You may have heard of threads and how hard it is to write multi-threaded code. Don't fuss about it. Being designed from the ground up as a concurrent language, Erlang doesn't have you create threads at all. It manages all the threading for you. And, by the way, it does it much more efficiently than you would have. Instead of threads, Erlang lets you create Erlang processes. Now, please don't misunderstand. These are not operating system processes (separate running applications on your system). The creators of Erlang were much smarter than to fall back on that 1970's approach. They did something very different.
Erlang processes are not the same thing as an operating system process. OS processes are things like applications and daemon's running on your computer. One difference between OS processes running on your computer and an Erlang process is that Each OS process has its own chunk of memory. Erlang processes do not since they are small pieces of a single OS process all running at the same time.
The Erlang virtual machine, BEAM, is highly efficient at using the OS's exposure of multiple cores through these processes. There is actually little you need to worry about as a programmer creating concurrent applications in Erlang.
First things first. Just like each student here at BYU-Idaho has an ID, each Erlang process has an ID, called its Process id (Pid). Also, Erlang uses a message passing design to to accomplish concurrency. Let's look at a real-world example of ID's, message passing, and concurrency.
Imagine you are working with a team for one of your classes. You are all sitting together working on a project. It becomes apparent to you that you are going to have to stay a little longer to wrap things up. You had promised to go with one of your friends to buy some food for a dinner they were putting together. Since they have very limited experience cooking compared to you, they need your help. What to do?
Here is the solution you come up with. You text another friend of yours with cooking experience who has previously volunteered to help make the dinner and ask them to help your first friend purchase the groceries. You also text your friend that needs the help letting them know of the change in plans. They work out the details and do the shopping while you help finish your team's project. You later get a text from each of these two people. The first is from your friend who stepped in. It says they helped purchase the groceries and got everything on the list. The second comes from your friend who asked for help saying the dinner is ready to start being cooked when you are.

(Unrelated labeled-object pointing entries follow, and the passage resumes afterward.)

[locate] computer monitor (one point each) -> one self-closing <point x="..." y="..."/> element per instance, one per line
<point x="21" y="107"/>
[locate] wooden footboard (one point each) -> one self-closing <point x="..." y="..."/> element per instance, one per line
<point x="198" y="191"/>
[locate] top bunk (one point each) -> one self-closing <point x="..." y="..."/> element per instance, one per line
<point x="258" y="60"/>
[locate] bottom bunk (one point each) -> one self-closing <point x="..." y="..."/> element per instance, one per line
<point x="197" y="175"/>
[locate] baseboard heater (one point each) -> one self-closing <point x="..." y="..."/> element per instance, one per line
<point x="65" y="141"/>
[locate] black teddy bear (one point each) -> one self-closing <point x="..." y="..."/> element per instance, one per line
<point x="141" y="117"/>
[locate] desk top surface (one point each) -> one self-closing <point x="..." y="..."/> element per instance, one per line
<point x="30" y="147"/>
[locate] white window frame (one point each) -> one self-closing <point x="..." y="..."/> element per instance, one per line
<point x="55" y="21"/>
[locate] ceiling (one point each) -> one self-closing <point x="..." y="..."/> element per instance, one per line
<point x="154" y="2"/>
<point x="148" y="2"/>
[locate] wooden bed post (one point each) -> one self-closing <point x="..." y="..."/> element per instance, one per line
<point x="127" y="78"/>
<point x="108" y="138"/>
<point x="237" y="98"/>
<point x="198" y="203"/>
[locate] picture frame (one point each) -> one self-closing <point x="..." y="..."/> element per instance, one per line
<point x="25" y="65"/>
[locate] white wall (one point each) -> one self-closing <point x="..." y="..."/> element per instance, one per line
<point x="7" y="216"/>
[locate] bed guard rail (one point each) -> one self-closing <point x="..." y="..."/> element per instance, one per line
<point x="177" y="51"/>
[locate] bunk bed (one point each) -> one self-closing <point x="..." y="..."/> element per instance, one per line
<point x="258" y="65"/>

In this example, each of your friends are separate and distinct from each other and from you. The three of you are similar to Erlang processes. You accomplished what needed to be done by sending a message to each of them. They then did what needed to be done, and sent you back a message reporting so. This is a real-life example of concurrency using processes and message passing.
There are a couple of things about this process that you haven't thought about because you use texting technology so much and so often. First, in order to send your friends texts you need to know their ID. For texting, the ID you have to have is their phone number. Also, when they get a text from you, they need to have your ID, phone number, so they can respond to you. If you don't sent them your ID, they can't respond, and if you don't have their ID, you can't make a request.
So it turns out you use concurrency all the time in your life. Don't think because this idea is part of an Erlang class, that concurrency and message passing is more complicated than what you've seen in this example. It isn't. Don't let your brain trick you into thinking it is! All we need to do is see how to convert these ideas into Erlang code. 😃
Imagine, for a moment, that you have already created a module called simple_calc. It houses the code for a process that lets you do simple calculator stuff like, addition, multiplication, and division. It has one function called run/0 that starts up the process and keeps it from dying. For now, don't worry about the code in simple_calc that does the calculations. We'll look at that later. What we should look at first, is how to start up simple_calc, get its Pid, and send it a message to add a list of numbers together.
Let's start by starting the simple_calc process and getting its process ID. To do this, use the spawn/3 BIF. It will spawn the process for you.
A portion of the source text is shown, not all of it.